Strawberry, Meet Basil

While attempting to dream up new flavors of cupcakes, these ones just got into my head and wouldn’t leave.  My roommate Lenny bought a basil plant to put on our windowsill and I really wanted to incorporate some of the fresh basil into a cupcake.  For some reason the first thing that popped into my head was to pair it with strawberry and my mind was pretty much set on the combination.  

Since strawberry-basil cupcakes were here to stay, I did a little research to see if there were any other ones like this out there.  Well it turns out there were lots of basil combinations, but I was turning up dry on the strawberry combo.  Which means…drum roll please…I’m putting a unique cupcake out there!  I always get excited when I can make a unique cupcake (or at least unique to the internet cupcake).  I decided that this one would be a basil cupcake with a strawberry swirl on top and strawberry buttercream frosting.  Sounds good, huh?  Or at least it doesn’t sound horrible, does it?

For the cupcake base I used a recipe from the Cupcake Project (here) with a few changes made.  These cupcakes have wine in them which I’ve tried before but to be honest I’m not that big of a fan of wine cupcakes because when they’re cooked they have a bit of a sour taste to them.  Good for some cupcakes but not really what I wanted for these so I just subbed it out for milk (actually soy milk).  I also chopped up about 2-3 tablespoons of the basil that I had soaked in the olive oil and put it into the cupcakes.

To actually make these puppies a strawberry-basil cupcake, I made a strawberry sauce to drizzle on top before baked to get a sticky strawberry top.  Oh, and I also used the sauce in the frosting for strawberry buttercream.  For the sauce take:

1 1/2 cups frozen strawberries

1 cup sugar

1 tablespoon lemon juice

From here it’s super easy.  I know I say that a lot, but it really is.  Just combine everything in a medium sauce pan and stir together until liquidy and boiling.  Transfer to a blender and blend until smooth and strain through a sieve to get rid of those little strawberry seeds.  After filling the cupcake tins with batter I drizzled about a teaspoon on top of the batter and attempted to sort of marble it in.  After baking you get a sticky strawberry top on your cupcake.

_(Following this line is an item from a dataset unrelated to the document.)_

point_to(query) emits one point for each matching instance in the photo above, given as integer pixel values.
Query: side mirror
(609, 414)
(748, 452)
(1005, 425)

Let’s move on to the frosting.  Once again, I frosted them with a swiss meringue buttercream but added the rest of the strawberry sauce it to make it strawberry buttercream obviously.  Anyway, you know how I’ve written a bunch of posts about how I always mess up this frosting.  Yup, I messed it up once again…and no, I didn’t use salted butter again.  The frosting was looking great right up until I put the strawberry sauce in it.  I had made the sauce the night before and refrigerated it.  Apparently it was still a bit cold, so when I mixed it into the frosting, the butter got cold and chunked up.  I know that sounds kind of gross, but it’s the best way to describe it, there were little pieces of butter in the frosting.  I do have to say though that it still tasted good, so I just went with it.  I wasn’t about to waste not only the frosting ingredients but the strawberry sauce ingredients too.

So what was the verdict on these cupcakes?  Well it was a little mixed.  Lenny liked them and my other roommate (for blogging purposes we’re going to call her Susical..don’t ask) said they were good too.  I brought them into work and a few people really liked them but others said they wished there was more strawberry in them.  I think next time I might do a center with strawberry jam in it.

Overall, they were pretty good.  When I ate them they were just out of the refrigerator so it wasn’t as good cold as it would have been at room temperature but I’d do them again as a summer cupcake.

Oh, and on a side note, my adventure into making my own vanilla extract is going very well.  I have it hidden away in a dark cabinet but I can’t help looking at it almost everyday.  The extract already has a really nice color after a week.  Seven more weeks and I’m going to have to make some vanilla cupcakes!